Para Carlos Costa, o fortalecimento da atenção primária na saúde é uma das estratégias para o enfrentamento às DTNs nesse contexto. “É preciso que se dê uma racionalidade institucional para benefício do usuário e não da meta de serviço”, diz ele, atentando para uma realidade dos sistemas de saúde que ainda necessita ser mais voltada para o interesse da população como um todo.

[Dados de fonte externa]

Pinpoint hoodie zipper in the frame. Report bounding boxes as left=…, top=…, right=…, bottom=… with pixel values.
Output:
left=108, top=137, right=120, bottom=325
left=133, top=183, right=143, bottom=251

“Por mais que ativistas tenham alertado fortemente as autoridades no mundo todo sobre a necessidade urgente de que sejam tomadas medidas mais efetivas para reduzir a emissão de gases que provocam o aquecimento global, efetivamente pouco tem sido feito para mudar esse cenário”, afirma Alexandre Menezes. Segundo ele, é esperado que haja intervenções mais efetivas para interromper esse cenário, o que depende de acordos entre governos e mudanças no modo de produção e exploração dos recursos naturais.

“A nível local, as autoridades devem garantir melhorias nas políticas sociais, como políticas habitacionais e maiores investimentos na área da educação”, evidencia Alexandre. Considerando a ameaça crescente das doenças tropicais negligenciadas e o agravamento dos efeitos das mudanças climáticas, é crucial que medidas efetivas sejam tomadas para proteger as populações mais vulneráveis. Nesse sentido, Alexandre, assim como Carlos Costa, destaca o fortalecimento da atenção primária à saúde e da vigilância epidemiológica como estratégias fundamentais para reduzir o risco de contágio dessas doenças entre as populações em vulnerabilidade social.